As fintech são o futuro da banca, serão parceiras da banca ou vão matar a banca? A pergunta lançou o mote para o arranque do segundo painel da Money Conference, dedicado às startups digitais da banca.

Sebastião Lencastre, CEO e co-fundador da EastPay, não tem dúvidas de que o modelo atual dos bancos está “morto”.

“Quando ouvi os líderes da banca estava a imaginar uma manada de elefantes, que fazem imenso pó e não se vê nada à volta. Foi a sensação que tive: os bancos não estão a ver nada. Quando a mensagem que passam é: “temos de sentir necessidades dos clientes”… isso era há 3 anos. Hoje temos de dar poder aos clientes”, destacou.

Segundo o responsável, os consumidores hoje querem “poder”, e é isso que as fintechs dão aos clientes, ao contrário dos bancos.

“Inovação gera mais postos de trabalho do que aqueles que destrói”

Como é que a Inteligência Artificial e os serviços cognitivos estão a ter impacto na banca? Foi este o ponto de partida da intervenção de Chantal Serrano, partner da EY do Centro de Excelência para a Inteligência Artificial, na Money Conference.

Segundo a especialista, a tecnologia “não está a transformar só a banca mas também os modelos de negócio”, já que está no negócio o “ponto de partida da transformação tecnológica”.

Nesse sentido, “a tecnologia permite conhecer melhor os clientes e criar produtos personalizados e ajuda a tomar melhores decisões”, tendo por isso um “impacto enorme” nos negócios.

Quanto a uma das maiores preocupações em torno do impacto da tecnologia na economia, o emprego, Chantal Serrano tem uma visão otimista.

“A inovação está a gerar mais postos de trabalho do que aqueles que destrói. Daqui a alguns anos, 50% dos trabalhadores vão ser nativos digitais. Estas pessoas têm perfis distintos dos tradicionais. E isto não tem só a ver com o facto de andarem de ténis em vez fato e gravata: têm uma mentalidade diferente, trabalham de forma mais ágil, com um mindset diferente do tradicional”.

Paulo Macedo: “CGD vai manter um grande rede de agências”

Paulo Macedo defende que “há consenso sobre ser desejável haver menos notas e moedas”. Mas realça que “quem gosta muito de digitalização também gosta muito que os bancos mantenham as agências”. O banco público tem encerrado balcões. Mas o presidente da CGD garantiu que “vamos manter uma grande rede de agências”. No entanto, ressalvou, que “temos de dar resposta ao facto da massa monetária estar a aumentar e as notas e moedas a diminuir”.

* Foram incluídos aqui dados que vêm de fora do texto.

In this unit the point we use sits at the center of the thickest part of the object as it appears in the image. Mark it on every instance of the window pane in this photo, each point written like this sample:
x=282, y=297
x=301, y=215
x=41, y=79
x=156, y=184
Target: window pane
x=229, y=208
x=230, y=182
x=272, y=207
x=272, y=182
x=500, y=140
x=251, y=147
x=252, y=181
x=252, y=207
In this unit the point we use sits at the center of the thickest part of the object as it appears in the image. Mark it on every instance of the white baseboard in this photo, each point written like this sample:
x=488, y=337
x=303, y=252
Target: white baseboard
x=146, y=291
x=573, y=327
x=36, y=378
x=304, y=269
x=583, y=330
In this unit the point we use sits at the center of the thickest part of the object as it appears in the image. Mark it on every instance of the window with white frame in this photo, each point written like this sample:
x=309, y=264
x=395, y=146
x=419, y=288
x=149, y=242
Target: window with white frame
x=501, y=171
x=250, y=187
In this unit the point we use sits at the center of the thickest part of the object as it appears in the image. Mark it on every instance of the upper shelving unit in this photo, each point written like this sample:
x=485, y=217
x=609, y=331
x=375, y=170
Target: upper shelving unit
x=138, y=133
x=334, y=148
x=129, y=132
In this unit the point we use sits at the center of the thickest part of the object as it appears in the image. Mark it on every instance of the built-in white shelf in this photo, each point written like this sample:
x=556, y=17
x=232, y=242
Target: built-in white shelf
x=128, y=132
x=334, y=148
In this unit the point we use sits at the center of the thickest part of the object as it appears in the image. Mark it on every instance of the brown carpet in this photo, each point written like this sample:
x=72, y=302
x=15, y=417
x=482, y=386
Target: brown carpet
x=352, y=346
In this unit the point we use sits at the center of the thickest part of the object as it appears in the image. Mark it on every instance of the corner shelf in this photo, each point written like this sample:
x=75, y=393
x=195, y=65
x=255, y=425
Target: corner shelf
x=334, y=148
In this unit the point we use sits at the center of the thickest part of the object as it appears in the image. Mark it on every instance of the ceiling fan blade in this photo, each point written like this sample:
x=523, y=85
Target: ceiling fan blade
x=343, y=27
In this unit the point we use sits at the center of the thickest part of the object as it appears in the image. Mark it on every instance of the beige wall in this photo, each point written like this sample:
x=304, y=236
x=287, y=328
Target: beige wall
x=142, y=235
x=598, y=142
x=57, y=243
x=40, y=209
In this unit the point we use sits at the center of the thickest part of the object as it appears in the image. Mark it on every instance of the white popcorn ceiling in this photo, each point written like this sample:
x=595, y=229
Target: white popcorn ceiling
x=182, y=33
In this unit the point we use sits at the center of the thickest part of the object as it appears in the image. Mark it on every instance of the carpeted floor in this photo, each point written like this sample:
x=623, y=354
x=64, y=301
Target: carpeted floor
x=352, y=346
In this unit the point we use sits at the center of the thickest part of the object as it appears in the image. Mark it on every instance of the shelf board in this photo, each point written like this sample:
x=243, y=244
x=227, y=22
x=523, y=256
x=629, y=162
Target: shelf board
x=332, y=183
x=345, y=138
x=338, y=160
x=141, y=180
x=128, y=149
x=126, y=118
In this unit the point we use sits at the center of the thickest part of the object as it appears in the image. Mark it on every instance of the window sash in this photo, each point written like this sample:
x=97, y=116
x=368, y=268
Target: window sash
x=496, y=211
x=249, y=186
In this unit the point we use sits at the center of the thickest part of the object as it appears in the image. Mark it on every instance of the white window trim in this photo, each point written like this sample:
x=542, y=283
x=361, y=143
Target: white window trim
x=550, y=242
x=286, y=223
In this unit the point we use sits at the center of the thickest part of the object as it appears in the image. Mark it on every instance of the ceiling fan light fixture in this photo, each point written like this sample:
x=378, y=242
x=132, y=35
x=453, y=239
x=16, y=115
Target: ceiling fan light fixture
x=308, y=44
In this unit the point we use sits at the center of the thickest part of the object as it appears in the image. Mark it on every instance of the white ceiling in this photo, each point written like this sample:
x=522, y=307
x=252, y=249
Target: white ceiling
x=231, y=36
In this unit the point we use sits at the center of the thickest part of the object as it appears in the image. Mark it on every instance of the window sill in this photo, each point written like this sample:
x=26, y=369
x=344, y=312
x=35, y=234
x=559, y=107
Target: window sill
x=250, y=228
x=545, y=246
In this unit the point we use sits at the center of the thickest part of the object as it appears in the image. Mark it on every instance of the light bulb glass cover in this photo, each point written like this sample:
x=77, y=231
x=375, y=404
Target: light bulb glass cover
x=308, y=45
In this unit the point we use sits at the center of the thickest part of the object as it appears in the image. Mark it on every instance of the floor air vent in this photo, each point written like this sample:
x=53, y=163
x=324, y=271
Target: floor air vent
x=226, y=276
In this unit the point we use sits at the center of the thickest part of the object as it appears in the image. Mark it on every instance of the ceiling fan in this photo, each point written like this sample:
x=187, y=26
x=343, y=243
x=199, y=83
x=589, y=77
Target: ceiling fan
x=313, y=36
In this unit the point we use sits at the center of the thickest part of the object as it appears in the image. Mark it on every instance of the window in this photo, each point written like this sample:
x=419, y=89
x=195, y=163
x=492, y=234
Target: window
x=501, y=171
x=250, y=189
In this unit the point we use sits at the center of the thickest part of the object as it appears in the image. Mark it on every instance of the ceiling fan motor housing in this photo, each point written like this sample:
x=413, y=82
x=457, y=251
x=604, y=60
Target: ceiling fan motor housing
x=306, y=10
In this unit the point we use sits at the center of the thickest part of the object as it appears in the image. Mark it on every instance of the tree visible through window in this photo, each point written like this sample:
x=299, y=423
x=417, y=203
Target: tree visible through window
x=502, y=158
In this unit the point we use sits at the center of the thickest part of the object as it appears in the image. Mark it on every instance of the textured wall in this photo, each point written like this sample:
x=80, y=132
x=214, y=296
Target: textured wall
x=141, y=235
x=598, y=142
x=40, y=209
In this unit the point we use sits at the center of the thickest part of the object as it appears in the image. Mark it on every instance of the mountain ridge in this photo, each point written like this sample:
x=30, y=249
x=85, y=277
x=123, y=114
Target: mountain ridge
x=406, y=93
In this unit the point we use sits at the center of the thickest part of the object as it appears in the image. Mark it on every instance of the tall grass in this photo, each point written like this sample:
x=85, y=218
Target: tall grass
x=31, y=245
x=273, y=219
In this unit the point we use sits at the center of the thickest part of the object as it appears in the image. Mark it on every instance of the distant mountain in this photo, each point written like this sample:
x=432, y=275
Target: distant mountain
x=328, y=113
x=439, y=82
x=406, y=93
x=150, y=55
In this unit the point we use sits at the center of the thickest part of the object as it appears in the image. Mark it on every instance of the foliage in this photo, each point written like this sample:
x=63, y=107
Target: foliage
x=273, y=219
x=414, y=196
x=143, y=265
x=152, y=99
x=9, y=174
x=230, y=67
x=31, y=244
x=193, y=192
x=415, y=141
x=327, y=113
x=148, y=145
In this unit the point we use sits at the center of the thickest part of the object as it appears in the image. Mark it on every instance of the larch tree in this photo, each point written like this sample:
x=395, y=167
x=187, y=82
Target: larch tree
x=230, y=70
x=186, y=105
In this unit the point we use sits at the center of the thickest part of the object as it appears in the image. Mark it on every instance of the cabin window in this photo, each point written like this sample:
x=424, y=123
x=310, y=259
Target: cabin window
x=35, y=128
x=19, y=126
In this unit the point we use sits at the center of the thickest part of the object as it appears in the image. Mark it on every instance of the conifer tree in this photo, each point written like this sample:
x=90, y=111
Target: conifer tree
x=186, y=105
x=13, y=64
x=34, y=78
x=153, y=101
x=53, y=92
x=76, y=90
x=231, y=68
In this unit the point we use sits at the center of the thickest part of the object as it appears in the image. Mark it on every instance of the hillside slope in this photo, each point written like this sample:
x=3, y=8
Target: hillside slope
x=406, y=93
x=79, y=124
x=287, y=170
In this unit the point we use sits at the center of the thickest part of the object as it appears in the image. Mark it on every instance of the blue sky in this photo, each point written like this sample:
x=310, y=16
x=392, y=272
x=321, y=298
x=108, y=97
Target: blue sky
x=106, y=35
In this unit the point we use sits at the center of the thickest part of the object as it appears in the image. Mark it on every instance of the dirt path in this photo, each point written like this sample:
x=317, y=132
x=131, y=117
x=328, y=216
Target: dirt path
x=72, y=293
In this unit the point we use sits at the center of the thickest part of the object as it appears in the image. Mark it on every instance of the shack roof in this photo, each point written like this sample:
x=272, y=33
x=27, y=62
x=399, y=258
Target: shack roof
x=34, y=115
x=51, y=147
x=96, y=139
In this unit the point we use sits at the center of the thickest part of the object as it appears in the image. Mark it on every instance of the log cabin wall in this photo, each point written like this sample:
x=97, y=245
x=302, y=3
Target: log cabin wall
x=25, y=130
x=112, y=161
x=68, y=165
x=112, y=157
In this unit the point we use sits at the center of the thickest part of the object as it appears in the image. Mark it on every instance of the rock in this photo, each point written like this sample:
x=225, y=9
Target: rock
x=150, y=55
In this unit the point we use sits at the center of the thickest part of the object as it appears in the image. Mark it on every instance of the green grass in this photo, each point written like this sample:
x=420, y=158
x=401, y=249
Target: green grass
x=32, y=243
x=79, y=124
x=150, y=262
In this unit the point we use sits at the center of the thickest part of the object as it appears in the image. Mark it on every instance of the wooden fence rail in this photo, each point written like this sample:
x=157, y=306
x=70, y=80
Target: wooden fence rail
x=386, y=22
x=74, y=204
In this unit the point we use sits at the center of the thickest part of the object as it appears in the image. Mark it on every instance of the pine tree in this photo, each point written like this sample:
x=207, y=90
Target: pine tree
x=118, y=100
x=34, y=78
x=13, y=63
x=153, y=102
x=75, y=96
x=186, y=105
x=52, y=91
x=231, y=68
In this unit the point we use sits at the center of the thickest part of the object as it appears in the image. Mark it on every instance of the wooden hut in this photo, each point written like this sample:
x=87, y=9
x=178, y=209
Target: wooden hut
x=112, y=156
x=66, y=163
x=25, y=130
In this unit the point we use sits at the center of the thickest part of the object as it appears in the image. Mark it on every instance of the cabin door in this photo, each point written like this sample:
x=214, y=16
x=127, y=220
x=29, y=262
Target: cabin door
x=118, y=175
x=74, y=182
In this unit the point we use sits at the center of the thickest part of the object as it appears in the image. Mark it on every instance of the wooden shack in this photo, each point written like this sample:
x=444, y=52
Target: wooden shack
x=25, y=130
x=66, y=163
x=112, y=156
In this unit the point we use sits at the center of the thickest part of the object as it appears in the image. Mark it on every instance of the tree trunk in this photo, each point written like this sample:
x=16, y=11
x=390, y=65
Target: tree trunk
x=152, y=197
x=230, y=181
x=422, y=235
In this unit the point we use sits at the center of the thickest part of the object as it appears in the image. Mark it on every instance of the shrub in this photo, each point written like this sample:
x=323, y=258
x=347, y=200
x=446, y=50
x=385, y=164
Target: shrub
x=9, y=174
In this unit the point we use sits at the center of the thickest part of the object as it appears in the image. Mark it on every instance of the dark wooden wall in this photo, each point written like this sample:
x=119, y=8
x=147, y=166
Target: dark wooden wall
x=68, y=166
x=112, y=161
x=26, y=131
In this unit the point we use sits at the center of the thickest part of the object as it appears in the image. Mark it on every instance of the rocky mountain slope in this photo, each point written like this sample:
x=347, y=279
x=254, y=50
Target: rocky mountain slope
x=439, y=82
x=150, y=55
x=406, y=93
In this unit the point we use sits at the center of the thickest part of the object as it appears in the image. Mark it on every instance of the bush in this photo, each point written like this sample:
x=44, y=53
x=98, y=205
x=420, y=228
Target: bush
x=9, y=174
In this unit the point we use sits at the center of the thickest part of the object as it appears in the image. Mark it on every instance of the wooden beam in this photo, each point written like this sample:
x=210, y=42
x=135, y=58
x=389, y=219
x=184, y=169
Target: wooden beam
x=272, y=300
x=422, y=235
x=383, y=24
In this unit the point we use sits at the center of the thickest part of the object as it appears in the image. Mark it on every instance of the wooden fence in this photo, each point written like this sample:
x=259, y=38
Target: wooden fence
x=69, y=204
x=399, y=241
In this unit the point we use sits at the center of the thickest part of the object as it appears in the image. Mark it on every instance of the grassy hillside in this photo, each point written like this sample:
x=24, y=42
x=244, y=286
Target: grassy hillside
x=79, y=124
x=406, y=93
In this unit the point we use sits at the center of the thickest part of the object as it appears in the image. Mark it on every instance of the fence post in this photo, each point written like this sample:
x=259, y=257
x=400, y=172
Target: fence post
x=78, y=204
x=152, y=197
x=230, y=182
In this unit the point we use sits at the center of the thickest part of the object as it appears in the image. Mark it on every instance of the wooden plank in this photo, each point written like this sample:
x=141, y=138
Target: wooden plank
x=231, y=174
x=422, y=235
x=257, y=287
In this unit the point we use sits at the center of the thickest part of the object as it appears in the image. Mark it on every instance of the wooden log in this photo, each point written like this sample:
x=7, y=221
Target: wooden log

Paulo Macedo: CGD tem o desafio das incumbentes, de não lhe acontecer que aconteceu à PT

O presidente do banco público disse que a Caixa Geral de Depósitos “tem o desafio das incumbentes, o de não acontecer o que aconteceu à PT e a uma outra série de empresas que numa altura do mercado foram líderes e depois a inovação levou-as para outro lado”. Revela que a prioridade da instituição que lidera é “cumprir o plano estratégico” mas sobretudo “fazer a transformação da CGD”.

Miguel Maya: “De repente começa tudo a hiperventilar com as novas tecnologias”

O presidente do BCP defende que “a digitalização é um meio e não um fim”. Disse que “de repente começa tudo a hiperventilar com as novas tecnologias. Mas o grande risco é morrermos com uma congestão de iniciativas sem fazer as escolhas estratégicas certas”.

Miguel Maya revela que no caso do BCP tem de se “fazer a modernização tecnológica em simultâneo com o pagamento do dividendo”. O líder do banco considera que “não vamos querer ser tudo para todos”. E considera que depois de “na última década não termos prestado a atenção devida porque estávamos focados em resolver a crise”, há prioridades na digitalização. Uma das principais “é ter capacidade de trazer pessoas para a indústria”.

António Ramalho: “Se o Facebook tivesse uma falha como teve. No dia seguinte poderia operar?”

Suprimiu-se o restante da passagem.